Primary Responsibilities:
- Developing and running pipelines for data ingress and model output egress
- Developing and running scripts for ML model inference
- Design, implement, and maintain CI/CD pipelines for MLOps and DevOps functions
- Identifying technical problems and developing software updates and ‘fixes’
- Developing scripts or tools to automate repetitive tasks
- Automate the provisioning and configuration of infrastructure resources
- Provide guidance on how to best use specific tools or technologies to achieve the desired results
- Creating documentation for infrastructure design and deployment procedures
- Comply with the terms and conditions of the employment contract, company policies and procedures, and any and all directives (such as, but not limited to, transfer and/or re-assignment to different work locations, change in teams and/or work shifts, policies in regards to flexibility of work benefits and/or work environment, alternative work arrangements, and other decisions that may arise due to the changing business environment). The Company may adopt, vary or rescind these policies and directives in its absolute discretion and without any limitation (implied or otherwise) on its ability to do so
Required Qualifications:
- Undergraduate degree or equivalent experience
- Proficient in Python and one of PySpark or Scala. Familiarity with python tools for data processing
- Ability to develop and deploy data pipelines, machine learning models, or applications on cloud platforms (Azure, AWS,
Databricks, AzureML) - Knowledge of the software development life cycle
- Linux shell scripting
- DevOps Skills:
- Experience building and maintaining CI/CD pipelines
- Familiarity with traditional sofware monitoring, scaling, and quality management (QMS)

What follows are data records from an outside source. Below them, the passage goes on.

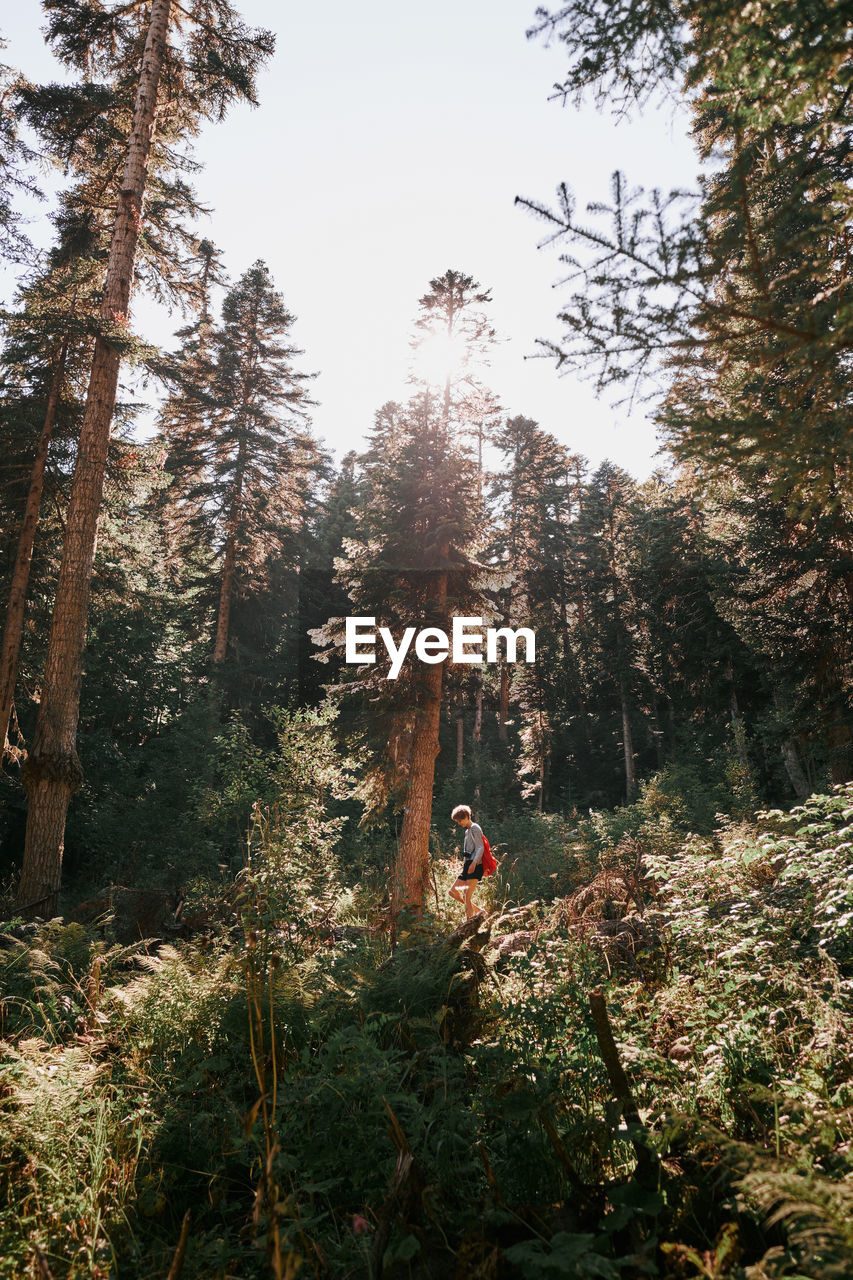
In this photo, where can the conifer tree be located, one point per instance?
(190, 68)
(748, 278)
(243, 466)
(407, 565)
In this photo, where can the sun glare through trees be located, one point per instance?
(425, 817)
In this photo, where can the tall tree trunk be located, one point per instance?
(23, 560)
(413, 858)
(630, 778)
(503, 712)
(229, 565)
(53, 771)
(840, 740)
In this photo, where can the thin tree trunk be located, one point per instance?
(503, 712)
(13, 630)
(413, 858)
(227, 589)
(789, 753)
(630, 778)
(53, 771)
(794, 769)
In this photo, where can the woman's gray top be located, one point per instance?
(473, 844)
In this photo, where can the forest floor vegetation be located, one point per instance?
(286, 1098)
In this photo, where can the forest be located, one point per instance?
(245, 1028)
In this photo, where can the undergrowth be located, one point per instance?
(323, 1105)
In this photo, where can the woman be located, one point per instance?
(471, 873)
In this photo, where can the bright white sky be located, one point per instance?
(389, 144)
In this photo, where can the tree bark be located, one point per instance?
(53, 771)
(13, 630)
(630, 778)
(503, 714)
(227, 589)
(413, 858)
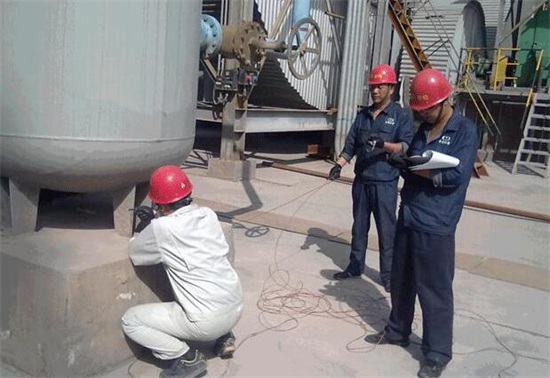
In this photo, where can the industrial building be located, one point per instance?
(96, 95)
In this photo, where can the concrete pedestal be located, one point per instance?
(233, 170)
(63, 292)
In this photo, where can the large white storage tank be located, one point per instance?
(96, 94)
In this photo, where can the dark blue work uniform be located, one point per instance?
(424, 254)
(374, 188)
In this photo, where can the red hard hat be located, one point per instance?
(382, 74)
(169, 184)
(428, 88)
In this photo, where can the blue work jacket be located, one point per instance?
(434, 206)
(394, 125)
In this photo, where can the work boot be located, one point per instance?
(380, 338)
(430, 369)
(344, 275)
(188, 367)
(225, 346)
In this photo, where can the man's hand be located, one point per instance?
(145, 213)
(375, 141)
(399, 160)
(335, 172)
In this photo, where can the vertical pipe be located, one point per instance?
(353, 68)
(300, 9)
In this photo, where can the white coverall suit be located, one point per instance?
(208, 295)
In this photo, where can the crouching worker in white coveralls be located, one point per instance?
(189, 242)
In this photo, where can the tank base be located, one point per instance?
(63, 293)
(20, 206)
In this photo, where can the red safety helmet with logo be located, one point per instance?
(382, 74)
(169, 184)
(429, 88)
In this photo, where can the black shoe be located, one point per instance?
(344, 275)
(381, 339)
(225, 346)
(430, 369)
(188, 368)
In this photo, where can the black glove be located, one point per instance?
(335, 172)
(375, 141)
(399, 160)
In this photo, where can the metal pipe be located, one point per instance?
(468, 203)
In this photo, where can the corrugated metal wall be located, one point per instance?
(442, 31)
(320, 90)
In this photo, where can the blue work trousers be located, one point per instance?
(379, 199)
(423, 264)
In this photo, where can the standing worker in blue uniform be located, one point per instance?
(431, 206)
(382, 128)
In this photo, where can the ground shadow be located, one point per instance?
(367, 300)
(341, 260)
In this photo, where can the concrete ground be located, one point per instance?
(291, 233)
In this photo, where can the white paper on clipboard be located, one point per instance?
(436, 160)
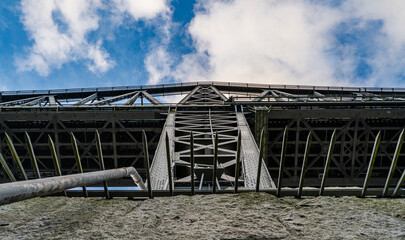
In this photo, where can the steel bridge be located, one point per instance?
(206, 114)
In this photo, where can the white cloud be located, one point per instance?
(142, 9)
(388, 64)
(291, 42)
(59, 30)
(262, 41)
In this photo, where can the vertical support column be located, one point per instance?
(146, 158)
(297, 138)
(192, 162)
(32, 155)
(78, 161)
(114, 143)
(55, 132)
(327, 164)
(15, 157)
(282, 159)
(371, 164)
(101, 162)
(261, 123)
(394, 162)
(354, 151)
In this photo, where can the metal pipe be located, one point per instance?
(371, 164)
(18, 191)
(54, 156)
(282, 159)
(78, 161)
(55, 159)
(259, 167)
(304, 164)
(7, 169)
(101, 162)
(328, 160)
(169, 164)
(329, 191)
(237, 169)
(394, 163)
(146, 158)
(214, 176)
(192, 162)
(32, 155)
(15, 157)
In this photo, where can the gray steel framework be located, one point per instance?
(120, 114)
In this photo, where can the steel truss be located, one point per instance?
(120, 114)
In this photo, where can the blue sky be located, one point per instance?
(47, 44)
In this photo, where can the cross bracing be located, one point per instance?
(357, 114)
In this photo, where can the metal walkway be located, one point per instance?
(204, 125)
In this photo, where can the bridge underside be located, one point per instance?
(356, 114)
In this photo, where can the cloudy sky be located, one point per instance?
(76, 43)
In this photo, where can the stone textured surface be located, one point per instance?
(240, 216)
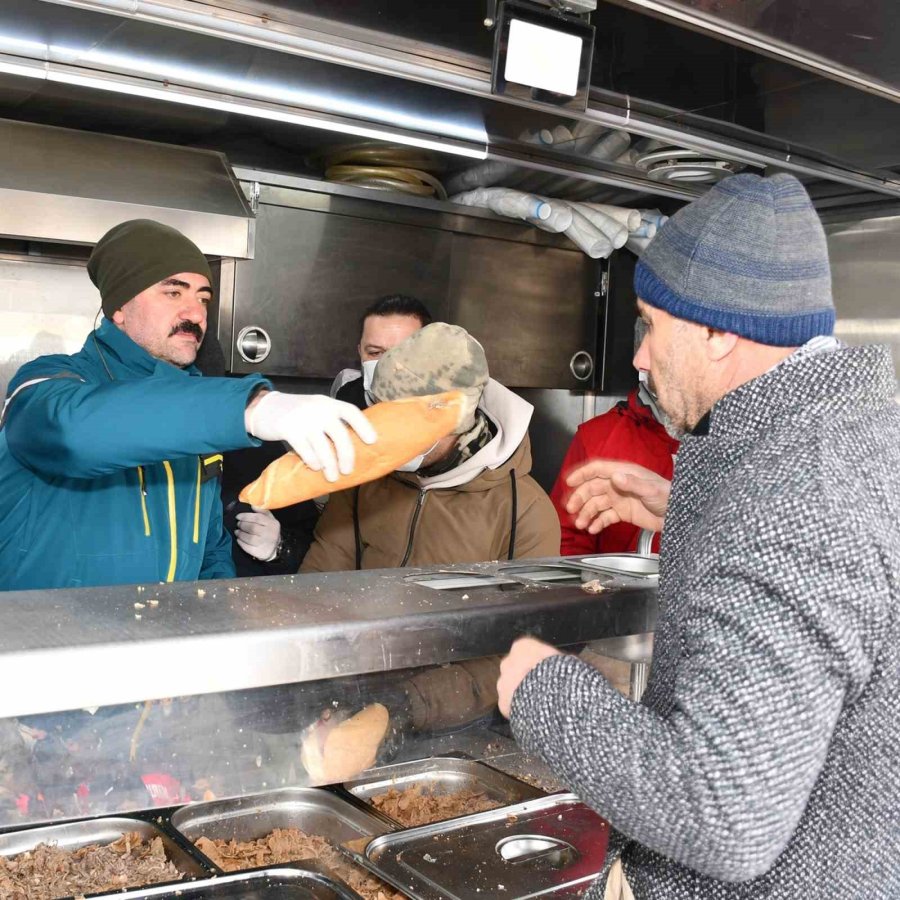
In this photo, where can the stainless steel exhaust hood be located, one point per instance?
(254, 59)
(70, 186)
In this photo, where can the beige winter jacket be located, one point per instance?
(465, 515)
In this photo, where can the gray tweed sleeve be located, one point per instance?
(718, 779)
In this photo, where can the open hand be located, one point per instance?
(608, 491)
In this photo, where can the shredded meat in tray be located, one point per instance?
(48, 872)
(414, 806)
(290, 845)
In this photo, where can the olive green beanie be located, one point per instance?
(137, 254)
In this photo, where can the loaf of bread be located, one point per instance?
(339, 753)
(405, 429)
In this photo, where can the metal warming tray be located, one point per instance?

- Experience with DevOps tools (Github, GitHub Actions, Docker, Kubernetes, etc.)
- Experience with one or more data-oriented workflow orchestration frameworks (Prefect, Dagster, Kedro, Airbyte, KubeFlow, Airflow, Argo, etc.)
- Security and vulnerability management
Preferred Qualifications:
- Experience deploying and maintaining ML models in production
- Experience with model observability tools for insights into the behavior, performance, and health of your deployed ML models (tracking, alerting, compliance monitoring, etc.)
- MLOps Skills
- Familiarity with model versioning tools (MLFlow, etc.)
- Familiarity with data versioning tools (Delta Lake, DVC, LakeFS, etc.)